Two of the State's largest agri-food businesses have raised concerns about practical measures being considered for checks on food and animal health to avoid a hard Irish border in a no-deal Brexit.
A disorderly UK exit from the European Union without an agreement poses the greatest risk to the agri sector given the volume of trade between Ireland and the UK, making no-deal contingency plans critical for the industry.
In a crash-out Brexit, customs checks and food safety and agri-food inspections, known as sanitary and phytosanitary (SPS) controls, would have to be imposed on goods moving between the two countries.
The SPS inspections pose the greatest challenge in a so-called cliff-edge Brexit, given that they are the most complicated and extensive border inspections.

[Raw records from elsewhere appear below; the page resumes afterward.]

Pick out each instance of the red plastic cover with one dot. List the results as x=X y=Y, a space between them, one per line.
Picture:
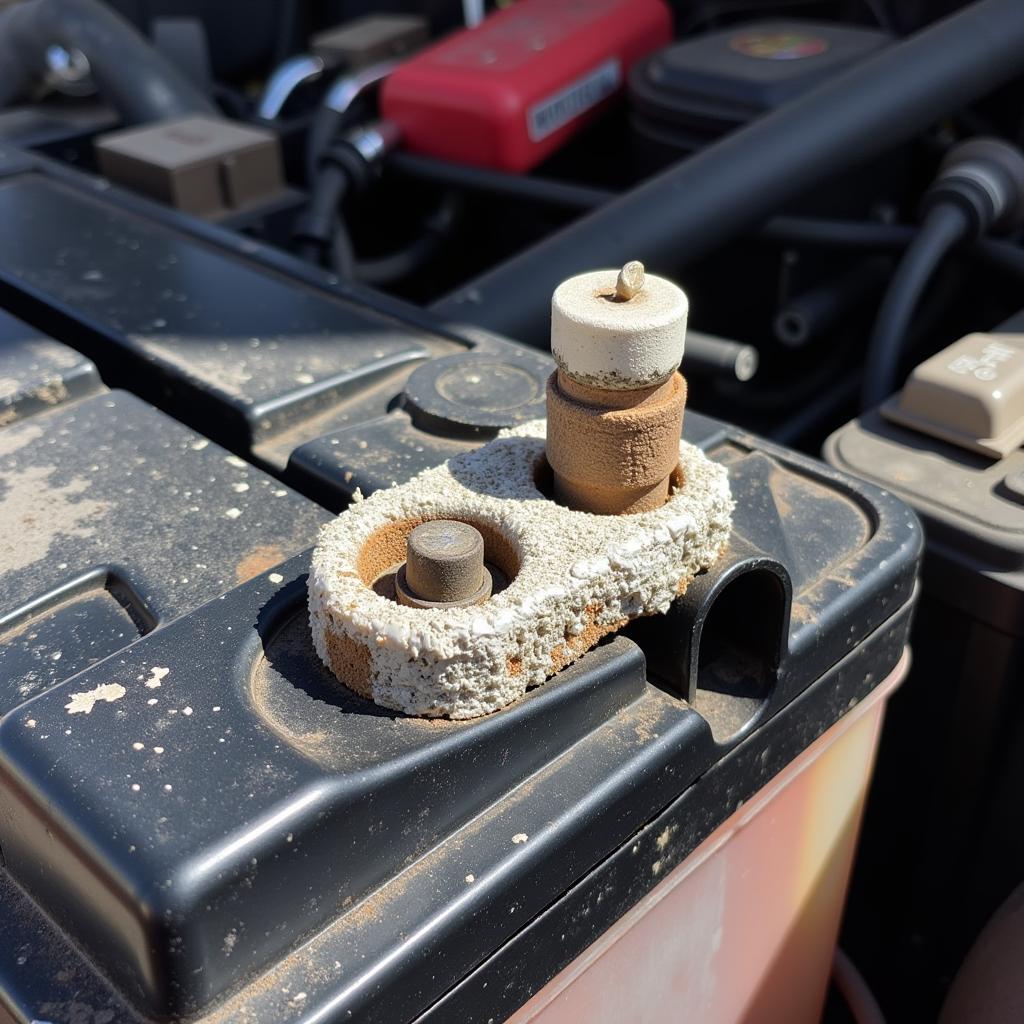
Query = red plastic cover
x=511 y=91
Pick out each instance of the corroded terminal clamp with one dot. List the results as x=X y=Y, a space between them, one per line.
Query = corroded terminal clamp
x=615 y=402
x=455 y=593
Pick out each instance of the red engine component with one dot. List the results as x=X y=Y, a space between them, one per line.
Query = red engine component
x=511 y=91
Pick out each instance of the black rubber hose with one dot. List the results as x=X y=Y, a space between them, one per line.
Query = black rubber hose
x=943 y=227
x=697 y=205
x=499 y=183
x=837 y=233
x=130 y=74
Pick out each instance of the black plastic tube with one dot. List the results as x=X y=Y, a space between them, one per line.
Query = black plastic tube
x=130 y=74
x=943 y=227
x=709 y=355
x=685 y=212
x=810 y=314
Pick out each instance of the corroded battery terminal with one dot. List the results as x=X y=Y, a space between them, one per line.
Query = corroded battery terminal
x=615 y=402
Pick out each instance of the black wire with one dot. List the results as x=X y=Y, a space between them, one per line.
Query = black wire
x=321 y=221
x=500 y=183
x=877 y=8
x=396 y=265
x=944 y=225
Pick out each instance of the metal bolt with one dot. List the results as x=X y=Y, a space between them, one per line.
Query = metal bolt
x=443 y=565
x=630 y=281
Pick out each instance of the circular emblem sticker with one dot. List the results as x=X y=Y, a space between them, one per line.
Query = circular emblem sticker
x=778 y=45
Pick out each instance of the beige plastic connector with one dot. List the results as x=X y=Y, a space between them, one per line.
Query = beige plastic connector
x=970 y=394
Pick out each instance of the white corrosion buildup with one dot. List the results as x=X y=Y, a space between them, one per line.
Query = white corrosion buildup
x=619 y=330
x=574 y=577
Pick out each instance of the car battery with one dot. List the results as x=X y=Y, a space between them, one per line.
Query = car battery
x=950 y=765
x=198 y=822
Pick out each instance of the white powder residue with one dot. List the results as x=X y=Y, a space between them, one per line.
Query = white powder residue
x=577 y=578
x=82 y=704
x=156 y=675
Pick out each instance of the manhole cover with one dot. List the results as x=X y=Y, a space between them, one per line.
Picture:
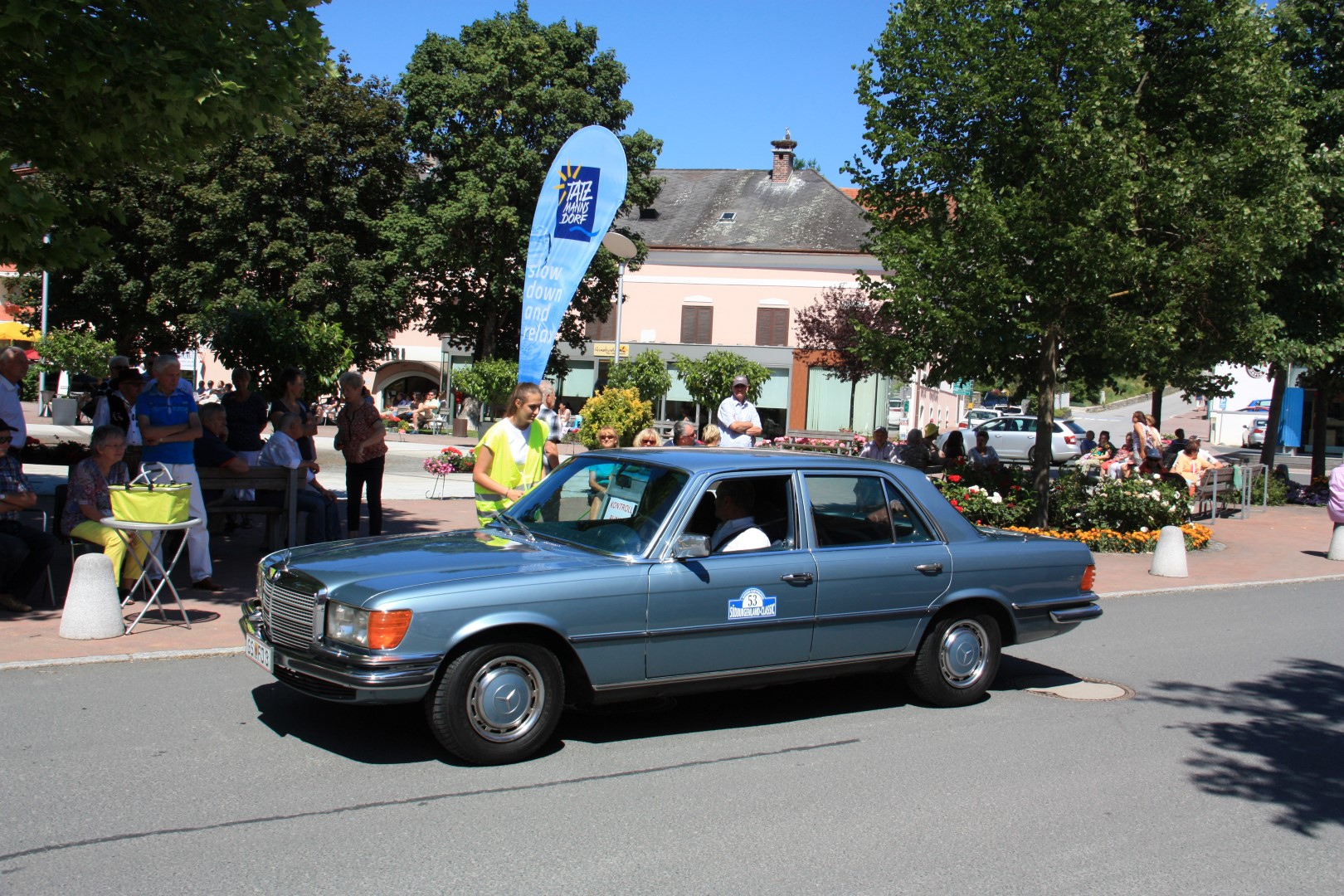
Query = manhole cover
x=1071 y=688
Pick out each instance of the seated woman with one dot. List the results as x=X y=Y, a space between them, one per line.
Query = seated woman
x=89 y=501
x=1191 y=464
x=914 y=451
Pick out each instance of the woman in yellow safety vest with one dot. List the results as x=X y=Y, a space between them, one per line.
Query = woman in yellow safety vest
x=513 y=455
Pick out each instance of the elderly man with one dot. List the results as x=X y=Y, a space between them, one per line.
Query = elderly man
x=553 y=422
x=683 y=436
x=738 y=416
x=24 y=551
x=169 y=426
x=14 y=367
x=879 y=449
x=734 y=505
x=316 y=501
x=117 y=407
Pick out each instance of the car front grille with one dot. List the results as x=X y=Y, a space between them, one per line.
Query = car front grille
x=288 y=616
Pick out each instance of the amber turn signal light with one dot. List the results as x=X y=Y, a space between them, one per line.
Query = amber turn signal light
x=1089 y=581
x=387 y=627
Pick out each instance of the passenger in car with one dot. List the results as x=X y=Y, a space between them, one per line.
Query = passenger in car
x=734 y=505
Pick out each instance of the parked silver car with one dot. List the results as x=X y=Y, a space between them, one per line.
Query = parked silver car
x=1014 y=438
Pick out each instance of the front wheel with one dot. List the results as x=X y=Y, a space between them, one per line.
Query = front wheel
x=957 y=660
x=498 y=704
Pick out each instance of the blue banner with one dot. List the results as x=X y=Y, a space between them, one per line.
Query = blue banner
x=580 y=199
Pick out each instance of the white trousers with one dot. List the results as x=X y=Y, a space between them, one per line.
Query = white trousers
x=197 y=536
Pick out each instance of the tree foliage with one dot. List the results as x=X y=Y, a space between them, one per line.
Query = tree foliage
x=269 y=249
x=487 y=112
x=90 y=89
x=710 y=379
x=645 y=373
x=74 y=353
x=839 y=324
x=621 y=409
x=1101 y=187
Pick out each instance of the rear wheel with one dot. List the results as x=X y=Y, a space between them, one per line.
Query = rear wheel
x=957 y=660
x=498 y=704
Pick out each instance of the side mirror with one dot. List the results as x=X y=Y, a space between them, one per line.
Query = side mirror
x=691 y=547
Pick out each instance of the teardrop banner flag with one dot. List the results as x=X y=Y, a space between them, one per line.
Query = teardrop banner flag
x=580 y=199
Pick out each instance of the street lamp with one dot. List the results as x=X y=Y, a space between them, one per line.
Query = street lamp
x=624 y=250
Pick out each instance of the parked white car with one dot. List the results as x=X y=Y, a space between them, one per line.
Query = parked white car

Compulsory “third country” physical checks are required on a set percentage of food products being imported from the UK after it leaves the EU.
EU and Irish officials are exploring the possibility of carrying out "factory gate" customs checks and aligning plant and animal health standards with Northern Ireland to avoid inspections at the border.
John Horgan, managing director of the Co Meath-based meat processor Kepak Group, said that it would "probably not" be possible to carry out "farm-gate" health checks to avoid the requirement for checks at the border with Northern Ireland because of the volumes moving north-south.
“It would take a lot of engagement and recruitment of officers even to man that physically because there are so many farm-gates,” he said.
Most animals are processed and slaughtered in Ireland so the movement of meat would have to be checked, he said.
“Factory-gate” customs inspections would work for a company like Kepak sending a full container load to a UK customer, he said, but he expressed concern that the Revenue Commissioners approvals process was “very slow”.
For agricultural controls, a system of self-declaration backed by documentation held for possible future audits could work, he said.
Nine out of every 10 animals slaughtered by Kepak, one of the country’s largest meat processors, are exported and of these, four or five go to the UK, which took €5.2 billion of Irish agri-food exports in 2017.
Free flow
Jim Bergin, chief executive of dairy processor Glanbia Ireland, said that the company wanted a "free flow of product with necessary checks" to ensure the continued seamless transit of 130 million litres of milk that the company sources "truck by truck" from Northern Ireland every year.
He said he would like to see the Government seek some discretion on EU rules so there would not be a full suite of intrusive mandatory checks on the first day after any UK exit.
“If and when the UK exit, it is going to be ‘third country’ product, so the big issue for us is to ensure that that product is certified in both jurisdictions in a way that we can supply customers,” he said.
The two executives were speaking to The Irish Times as they jointly launched a new calf-to-beef programme to encourage cattle farming by ensuring the future purchase of beef at guaranteed prices.
Mr Bergin expressed concerns about comments by the EU's chief Brexit negotiator Michel Barnier that "elaborate" checks on goods and animals crossing the Irish Border would be required in a no-deal scenario.
These would disrupt “seamless” supply chains and trucks “working against the clock,” he said.
“We are talking about delay, documentation, having data collected and being accurate which we can do but delay means time and administration means money,” he said.
Mr Horgan pointed to the risk in a hard Brexit to the large number number of pigs being exported from the Republic of Ireland to Northern Ireland and lambs coming across the Border from the North to the Republic.
“It is unbelievable that with only a matter of days to go that we still don’t know how our businesses are going to be managed,” he said, expressing frustration at the UK’s failure to agree a withdrawal deal with just nine days until Britain is due to leave the EU.